BASEBALL 2:6 und 7:2 in den ersten Alligators-Testspielen in Bonn.
„Ich habe wohl schlecht artikuliert, was ich sehen will“, übte sich der neue Alligators-Coach Norman Eberhardt nach dem Testspielauftakt beim Bundesliga-Rivalen Bonn Capitals in Selbstkritik. Dass es nicht in erster Linie ums Gewinnen gehen sollte, hatten einige seiner Akteure wohl etwas „überinterpretiert“. Aber nach einer 2:6-Niederlage im ersten Spiel und deutlicherer Ansprache in der Pause legten die Alligators den Schalter um und gewann Spiel zwei mit 7:2 Runs.

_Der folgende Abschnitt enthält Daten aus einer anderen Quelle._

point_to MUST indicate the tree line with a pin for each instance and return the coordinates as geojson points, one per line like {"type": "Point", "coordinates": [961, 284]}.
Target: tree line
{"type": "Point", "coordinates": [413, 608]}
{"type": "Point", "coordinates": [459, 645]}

Wobei Eberhardt in der Bonner Rheinaue allerdings auch erhebliche Personalprobleme hatte. Mit Julian Steinberg, Florian Götze, Patrick Kanthak und Jens Cornelsen fielen gleich vier Stammspieler krankheits- oder berufsbedingt aus. So kamen etliche Regionalliga-Spieler zum Einsatz, zum Beispiel Joe Weidemann als Steinberg-Ersatz auf der Catcher-Position.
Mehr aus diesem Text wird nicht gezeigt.